PETALING JAYA: While maintaining a “neutral” stance on the real estate investment trust (REITs) sector, Kenanga Research says it expects the sector’s stability to gain appeal among investors amid recent market volatility fuelled by ongoing US tariffs and global trade tensions.
The research house said this is because REITs have remained largely unscathed in both their underlying business and valuations.
“Still, we see selective opportunities following recent market volatility driven by the ongoing US tariff headlines and global trade uncertainties, with REITs remaining largely unscathed due to their resilient business model, while offering decent dividend payouts of 5% to 7.5% across the sector,” the research house said.

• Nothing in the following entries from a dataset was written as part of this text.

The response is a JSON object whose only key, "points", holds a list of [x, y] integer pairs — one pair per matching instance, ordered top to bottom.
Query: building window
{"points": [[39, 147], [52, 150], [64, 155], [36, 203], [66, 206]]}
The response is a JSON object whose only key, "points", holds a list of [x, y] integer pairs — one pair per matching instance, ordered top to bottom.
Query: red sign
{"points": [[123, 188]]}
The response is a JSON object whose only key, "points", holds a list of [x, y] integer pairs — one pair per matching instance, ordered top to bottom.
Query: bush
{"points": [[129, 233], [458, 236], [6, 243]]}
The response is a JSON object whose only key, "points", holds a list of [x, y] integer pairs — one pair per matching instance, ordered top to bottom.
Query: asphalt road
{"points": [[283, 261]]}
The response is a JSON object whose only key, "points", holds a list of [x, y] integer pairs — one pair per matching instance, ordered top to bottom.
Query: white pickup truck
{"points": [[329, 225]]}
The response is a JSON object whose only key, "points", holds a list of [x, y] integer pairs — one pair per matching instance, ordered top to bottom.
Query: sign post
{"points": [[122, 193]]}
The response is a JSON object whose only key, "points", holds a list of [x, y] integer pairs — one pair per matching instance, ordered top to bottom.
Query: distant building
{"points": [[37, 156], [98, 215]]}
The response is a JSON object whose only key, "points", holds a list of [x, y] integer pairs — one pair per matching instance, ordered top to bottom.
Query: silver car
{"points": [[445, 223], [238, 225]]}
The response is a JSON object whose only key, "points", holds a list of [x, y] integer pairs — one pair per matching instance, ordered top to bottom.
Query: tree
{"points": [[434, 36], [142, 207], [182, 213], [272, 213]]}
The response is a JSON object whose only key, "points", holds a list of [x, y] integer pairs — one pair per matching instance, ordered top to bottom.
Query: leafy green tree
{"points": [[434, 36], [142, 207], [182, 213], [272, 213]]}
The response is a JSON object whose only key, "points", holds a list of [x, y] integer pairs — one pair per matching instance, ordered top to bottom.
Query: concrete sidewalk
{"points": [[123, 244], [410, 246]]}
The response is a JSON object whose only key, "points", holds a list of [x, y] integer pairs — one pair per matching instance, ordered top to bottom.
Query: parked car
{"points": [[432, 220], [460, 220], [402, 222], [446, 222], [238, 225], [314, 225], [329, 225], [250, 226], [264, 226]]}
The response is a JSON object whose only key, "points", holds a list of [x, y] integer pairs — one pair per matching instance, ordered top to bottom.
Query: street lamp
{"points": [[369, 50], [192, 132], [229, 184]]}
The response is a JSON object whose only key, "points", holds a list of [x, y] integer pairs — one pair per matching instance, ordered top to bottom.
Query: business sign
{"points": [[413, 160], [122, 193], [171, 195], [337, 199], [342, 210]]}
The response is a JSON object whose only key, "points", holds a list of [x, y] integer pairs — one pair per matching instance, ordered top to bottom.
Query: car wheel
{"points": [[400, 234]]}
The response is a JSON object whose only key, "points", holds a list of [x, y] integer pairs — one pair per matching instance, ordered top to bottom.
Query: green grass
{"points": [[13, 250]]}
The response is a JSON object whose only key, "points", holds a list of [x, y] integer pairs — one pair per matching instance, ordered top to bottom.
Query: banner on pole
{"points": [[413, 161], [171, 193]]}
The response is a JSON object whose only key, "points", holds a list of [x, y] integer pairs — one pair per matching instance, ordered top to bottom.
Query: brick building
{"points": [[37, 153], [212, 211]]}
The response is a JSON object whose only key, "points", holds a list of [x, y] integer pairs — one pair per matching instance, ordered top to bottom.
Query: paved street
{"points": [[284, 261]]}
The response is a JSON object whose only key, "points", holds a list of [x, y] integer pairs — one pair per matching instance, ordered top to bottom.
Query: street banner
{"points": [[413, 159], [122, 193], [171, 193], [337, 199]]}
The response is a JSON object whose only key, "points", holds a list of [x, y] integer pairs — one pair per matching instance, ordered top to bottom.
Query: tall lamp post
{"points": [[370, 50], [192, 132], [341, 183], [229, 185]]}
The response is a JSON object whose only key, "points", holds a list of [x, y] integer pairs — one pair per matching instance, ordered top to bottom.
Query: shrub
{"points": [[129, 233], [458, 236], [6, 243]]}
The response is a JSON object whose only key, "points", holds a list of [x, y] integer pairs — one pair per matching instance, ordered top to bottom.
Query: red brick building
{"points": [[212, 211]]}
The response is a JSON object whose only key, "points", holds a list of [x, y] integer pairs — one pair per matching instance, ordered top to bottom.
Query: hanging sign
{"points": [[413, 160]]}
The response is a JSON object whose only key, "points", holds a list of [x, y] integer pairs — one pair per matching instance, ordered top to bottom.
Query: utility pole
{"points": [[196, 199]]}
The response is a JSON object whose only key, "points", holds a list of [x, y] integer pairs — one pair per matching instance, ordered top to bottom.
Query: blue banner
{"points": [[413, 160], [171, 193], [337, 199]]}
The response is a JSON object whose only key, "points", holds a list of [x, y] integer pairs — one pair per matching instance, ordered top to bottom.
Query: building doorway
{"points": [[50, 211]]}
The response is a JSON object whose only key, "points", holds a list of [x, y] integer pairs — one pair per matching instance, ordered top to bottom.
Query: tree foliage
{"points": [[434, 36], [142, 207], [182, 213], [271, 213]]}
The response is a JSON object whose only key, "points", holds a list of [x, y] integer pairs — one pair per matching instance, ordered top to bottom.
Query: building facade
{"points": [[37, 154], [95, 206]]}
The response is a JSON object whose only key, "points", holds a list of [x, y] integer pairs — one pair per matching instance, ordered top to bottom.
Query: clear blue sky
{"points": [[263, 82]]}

Noting that the upside for certain large-cap names in the sector may have been adequately priced into their share prices, Kenanga Research said it continued to see opportunities in selective REITs.
“Our current top picks are Sunway Real Estate Investment Trust (Sun-REIT) underpinned by its earnings expansion from the Sunway Pyramid and Sunway Carnival malls.
“We also highlight Capitaland Malaysia Trust (CLMT) as we believe its recent share price pull-back is unwarranted after meeting with the new management, backed by its above-average 7% plus dividend yield,” the research house said.
Meanwhile, CIMB Research said REITs are set to perform well this year, offering strong distribution yields of between 5% and 9.1% amid market volatility driven by ongoing trade tensions that increased investor caution.
The research house said, as of April 2, Malaysian REITs had outperformed the FBM KLCI on a year-to-date basis, registering a 1.8% drop year-on-year (y-o-y), compared with the FBM KLCI’s y-o-y decline of 7%.
It has “buy” calls on both Axis-REIT and Sunway-REIT with target prices of RM2.13 and RM2.11 a share, respectively.